The Douma chemical attack proved to be the last in Syria. Striking after Kan Sheikun stopped Assad using chemical warfare agents, and striking after Douma stopped him using chlorine. But, in a sense, the damage had already been done. Using chemical weapons in August 2013 kept Assad in power at a critical moment.

I pray politicians have learnt the lesson from that terrible saga: that you must not appease terrorists and tyrants, for unpunished evil grows.

The MOD appears to believe this is an isolated strike on Yemen.  But if not, we must be prepared to repeat such strikes until the threat is gone.  Iran holds the key to escalation in the region and no doubt the US and UK alliance will be “encouraging” Tehran to desist.

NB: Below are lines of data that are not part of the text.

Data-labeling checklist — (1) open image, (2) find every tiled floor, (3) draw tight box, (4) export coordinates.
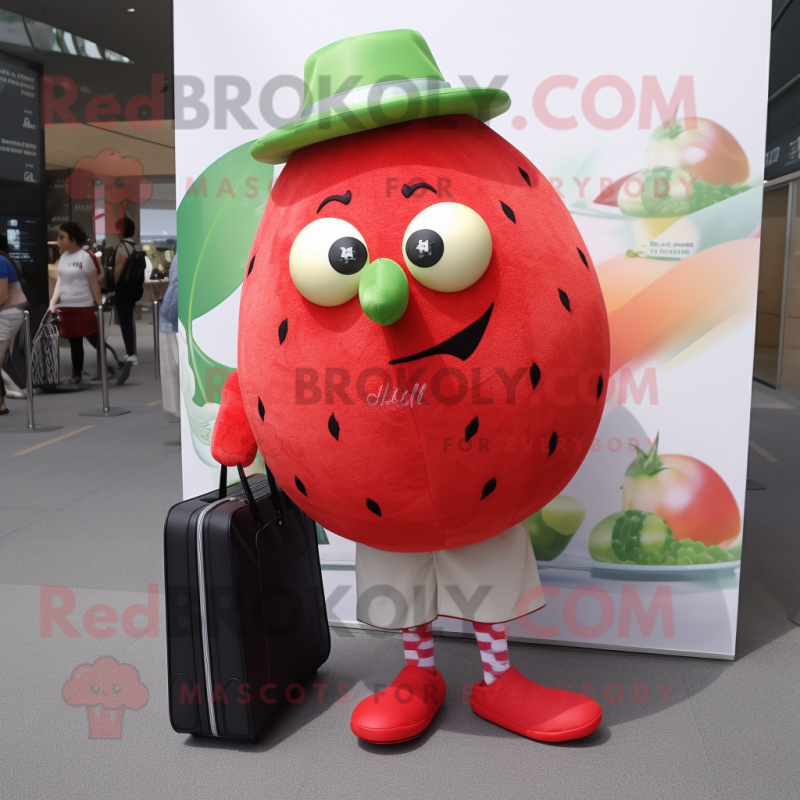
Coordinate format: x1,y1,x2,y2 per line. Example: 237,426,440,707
1,316,800,799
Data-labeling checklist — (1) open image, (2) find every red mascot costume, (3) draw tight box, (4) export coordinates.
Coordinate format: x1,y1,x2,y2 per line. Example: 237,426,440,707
211,29,610,744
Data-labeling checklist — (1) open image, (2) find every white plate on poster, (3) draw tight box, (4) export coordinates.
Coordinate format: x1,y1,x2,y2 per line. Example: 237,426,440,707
537,554,741,580
587,560,741,579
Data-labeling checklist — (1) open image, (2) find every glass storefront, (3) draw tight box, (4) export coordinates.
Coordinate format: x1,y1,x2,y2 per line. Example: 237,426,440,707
754,185,790,386
0,4,175,320
754,174,800,392
783,180,800,390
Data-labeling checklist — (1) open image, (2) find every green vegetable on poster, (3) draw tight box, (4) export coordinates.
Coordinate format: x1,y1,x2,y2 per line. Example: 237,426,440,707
617,167,749,219
588,510,738,566
525,495,586,561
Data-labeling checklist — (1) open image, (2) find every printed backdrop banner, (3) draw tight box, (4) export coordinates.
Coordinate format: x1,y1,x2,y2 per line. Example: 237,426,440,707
173,0,771,658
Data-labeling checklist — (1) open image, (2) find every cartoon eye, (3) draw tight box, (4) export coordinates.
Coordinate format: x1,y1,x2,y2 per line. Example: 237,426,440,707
402,203,492,292
289,218,369,306
90,685,100,694
112,685,121,694
114,177,125,188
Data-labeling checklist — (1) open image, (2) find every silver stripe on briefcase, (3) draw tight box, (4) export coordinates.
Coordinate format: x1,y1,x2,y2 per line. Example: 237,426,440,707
195,498,238,737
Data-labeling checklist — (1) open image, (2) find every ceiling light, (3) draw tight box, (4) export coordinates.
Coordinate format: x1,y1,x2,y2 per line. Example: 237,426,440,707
127,8,135,11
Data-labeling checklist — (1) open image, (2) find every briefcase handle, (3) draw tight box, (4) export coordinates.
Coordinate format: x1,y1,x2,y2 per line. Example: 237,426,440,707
217,463,285,530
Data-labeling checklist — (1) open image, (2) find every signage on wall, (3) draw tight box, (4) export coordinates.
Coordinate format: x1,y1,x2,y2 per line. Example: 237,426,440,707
1,216,39,272
765,122,800,181
0,58,40,184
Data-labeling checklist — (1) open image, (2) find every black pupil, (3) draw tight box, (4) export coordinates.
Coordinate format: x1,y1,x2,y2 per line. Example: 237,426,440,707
406,229,443,268
328,237,367,276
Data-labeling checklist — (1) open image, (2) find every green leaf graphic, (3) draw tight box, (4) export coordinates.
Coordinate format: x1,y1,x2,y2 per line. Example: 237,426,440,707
177,141,273,405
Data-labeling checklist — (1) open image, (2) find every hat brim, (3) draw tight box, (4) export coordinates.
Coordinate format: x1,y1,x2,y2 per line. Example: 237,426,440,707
250,87,510,165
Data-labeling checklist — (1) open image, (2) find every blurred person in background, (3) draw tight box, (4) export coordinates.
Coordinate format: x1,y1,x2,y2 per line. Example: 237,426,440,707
159,253,180,418
49,222,103,386
80,239,119,381
113,217,144,384
1,367,23,400
0,234,24,275
0,237,29,414
0,234,27,399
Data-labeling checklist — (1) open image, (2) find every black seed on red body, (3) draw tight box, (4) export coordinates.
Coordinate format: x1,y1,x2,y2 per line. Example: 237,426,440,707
295,476,307,496
577,248,589,269
548,432,558,456
366,498,382,517
597,375,604,400
257,397,265,421
247,256,255,276
328,413,340,440
465,417,479,442
518,167,531,186
500,202,516,223
278,318,288,344
558,289,571,312
530,363,541,390
481,478,497,499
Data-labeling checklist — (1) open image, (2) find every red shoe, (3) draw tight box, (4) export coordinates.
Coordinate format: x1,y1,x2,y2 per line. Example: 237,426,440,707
350,665,446,744
470,667,602,742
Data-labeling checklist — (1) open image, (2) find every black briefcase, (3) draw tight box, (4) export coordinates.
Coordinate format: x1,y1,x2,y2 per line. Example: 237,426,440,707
164,465,330,740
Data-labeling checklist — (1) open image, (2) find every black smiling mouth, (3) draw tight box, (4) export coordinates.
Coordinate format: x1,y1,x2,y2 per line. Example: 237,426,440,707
388,304,494,365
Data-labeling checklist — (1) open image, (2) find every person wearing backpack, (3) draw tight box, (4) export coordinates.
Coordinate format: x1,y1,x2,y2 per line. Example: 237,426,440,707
83,242,103,276
113,216,145,385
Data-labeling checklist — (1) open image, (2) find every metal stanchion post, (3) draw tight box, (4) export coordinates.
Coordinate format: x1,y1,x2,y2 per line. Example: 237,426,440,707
78,303,131,418
24,310,36,428
153,300,161,381
98,304,110,412
0,310,62,433
95,310,102,383
93,304,118,384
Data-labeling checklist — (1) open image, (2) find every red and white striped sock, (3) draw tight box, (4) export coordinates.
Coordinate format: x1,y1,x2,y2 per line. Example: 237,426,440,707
473,622,510,685
402,622,435,673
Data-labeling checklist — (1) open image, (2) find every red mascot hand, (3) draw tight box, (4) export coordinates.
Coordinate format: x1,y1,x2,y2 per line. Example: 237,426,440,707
210,371,258,467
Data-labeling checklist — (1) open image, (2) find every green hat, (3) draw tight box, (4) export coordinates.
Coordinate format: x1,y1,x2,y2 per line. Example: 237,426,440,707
250,29,511,165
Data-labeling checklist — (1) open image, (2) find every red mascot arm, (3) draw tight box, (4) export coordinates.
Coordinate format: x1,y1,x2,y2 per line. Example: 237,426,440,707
210,370,257,468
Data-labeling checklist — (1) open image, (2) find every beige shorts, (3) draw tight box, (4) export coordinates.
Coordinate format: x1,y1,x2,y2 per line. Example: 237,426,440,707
355,523,545,630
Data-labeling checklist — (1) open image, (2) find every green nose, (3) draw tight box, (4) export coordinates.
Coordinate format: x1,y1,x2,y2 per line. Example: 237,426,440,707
358,258,409,326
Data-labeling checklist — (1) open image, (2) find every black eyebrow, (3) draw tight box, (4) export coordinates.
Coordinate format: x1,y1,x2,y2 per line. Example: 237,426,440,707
317,190,352,213
402,182,437,198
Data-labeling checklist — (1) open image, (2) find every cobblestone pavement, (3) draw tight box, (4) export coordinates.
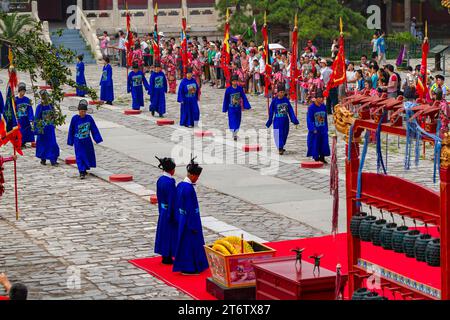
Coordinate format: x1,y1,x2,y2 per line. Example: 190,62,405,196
0,63,442,299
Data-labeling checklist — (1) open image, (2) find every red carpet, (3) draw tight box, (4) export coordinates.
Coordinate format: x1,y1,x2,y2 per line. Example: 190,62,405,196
129,230,440,300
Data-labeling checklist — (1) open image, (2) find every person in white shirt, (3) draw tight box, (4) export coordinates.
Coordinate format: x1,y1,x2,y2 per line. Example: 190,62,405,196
118,30,127,67
346,63,357,91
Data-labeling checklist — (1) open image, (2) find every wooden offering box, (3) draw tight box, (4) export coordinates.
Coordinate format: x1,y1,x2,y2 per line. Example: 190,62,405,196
252,256,347,300
204,242,276,288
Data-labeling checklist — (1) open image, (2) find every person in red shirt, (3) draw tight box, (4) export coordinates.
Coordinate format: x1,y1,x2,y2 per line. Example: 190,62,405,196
0,273,28,300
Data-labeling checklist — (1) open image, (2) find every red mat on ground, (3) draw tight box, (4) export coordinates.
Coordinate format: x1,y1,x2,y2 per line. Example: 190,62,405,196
129,230,440,300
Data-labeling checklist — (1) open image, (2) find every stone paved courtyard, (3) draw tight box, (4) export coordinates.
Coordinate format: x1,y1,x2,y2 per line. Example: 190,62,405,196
0,63,444,299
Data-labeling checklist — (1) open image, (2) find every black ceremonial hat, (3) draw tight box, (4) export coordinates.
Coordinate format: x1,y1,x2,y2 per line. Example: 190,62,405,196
78,99,88,111
155,156,176,172
186,155,202,176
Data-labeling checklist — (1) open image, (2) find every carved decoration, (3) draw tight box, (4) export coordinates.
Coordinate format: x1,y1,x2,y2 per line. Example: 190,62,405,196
333,104,356,143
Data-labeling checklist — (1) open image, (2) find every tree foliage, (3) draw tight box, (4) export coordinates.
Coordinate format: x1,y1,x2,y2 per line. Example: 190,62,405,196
0,12,98,128
216,0,371,41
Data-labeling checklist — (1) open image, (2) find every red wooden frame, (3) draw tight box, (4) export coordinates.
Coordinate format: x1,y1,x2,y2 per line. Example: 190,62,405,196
345,120,449,300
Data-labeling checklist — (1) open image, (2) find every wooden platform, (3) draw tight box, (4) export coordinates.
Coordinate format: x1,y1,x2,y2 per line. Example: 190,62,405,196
206,277,256,300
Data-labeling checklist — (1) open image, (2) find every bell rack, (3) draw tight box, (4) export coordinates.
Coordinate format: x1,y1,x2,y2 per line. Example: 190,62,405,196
339,96,450,300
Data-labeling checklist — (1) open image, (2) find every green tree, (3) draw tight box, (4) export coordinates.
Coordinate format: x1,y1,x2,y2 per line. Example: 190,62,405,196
0,12,98,129
0,12,35,40
216,0,370,41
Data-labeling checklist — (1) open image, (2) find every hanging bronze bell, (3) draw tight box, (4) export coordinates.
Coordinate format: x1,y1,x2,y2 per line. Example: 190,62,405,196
350,212,368,238
402,230,421,258
392,226,409,253
380,223,397,250
359,216,377,242
425,238,440,267
370,219,387,246
414,234,433,262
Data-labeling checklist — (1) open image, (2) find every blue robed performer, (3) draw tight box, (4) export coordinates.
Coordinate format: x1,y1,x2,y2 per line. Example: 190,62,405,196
76,55,87,97
15,82,35,146
127,61,149,111
177,67,200,128
100,57,114,105
67,100,103,179
266,84,299,155
173,156,209,275
148,62,168,117
154,156,178,265
222,74,251,141
306,90,330,163
34,90,60,166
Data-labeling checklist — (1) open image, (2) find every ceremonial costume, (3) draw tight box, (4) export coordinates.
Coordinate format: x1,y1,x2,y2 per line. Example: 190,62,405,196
148,69,168,116
307,94,330,162
178,70,200,127
100,63,114,104
162,53,177,93
127,68,149,110
154,157,178,265
266,88,299,153
34,92,60,165
222,80,250,139
67,100,103,179
15,83,34,145
76,59,87,97
173,158,209,274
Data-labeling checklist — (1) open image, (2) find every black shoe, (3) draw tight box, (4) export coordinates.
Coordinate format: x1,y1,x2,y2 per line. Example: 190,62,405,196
159,113,163,118
233,135,238,141
51,162,59,166
279,149,285,155
151,111,155,116
80,171,87,179
21,144,27,149
106,101,113,105
40,159,46,165
161,257,174,265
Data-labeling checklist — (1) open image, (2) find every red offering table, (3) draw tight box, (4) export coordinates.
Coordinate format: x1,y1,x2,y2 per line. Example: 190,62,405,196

China is being tellingly silent at the moment. Since it is their goods and services most impacted by strikes in the Red Sea, it is disappointing that – once again – it is Britain and the US who have had to do the right thing. When the second most powerful military on the planet does nothing, it tells you something about their mentality.

As the maelstrom of political and media debate rages today and over the weekend, I hope those in Westminster put the security of this country first. The only thing that tyrants and terrorists understand is the equal and opposite threat of violence to curb their terror, and if this is absent, they will only continue and increase their attacks.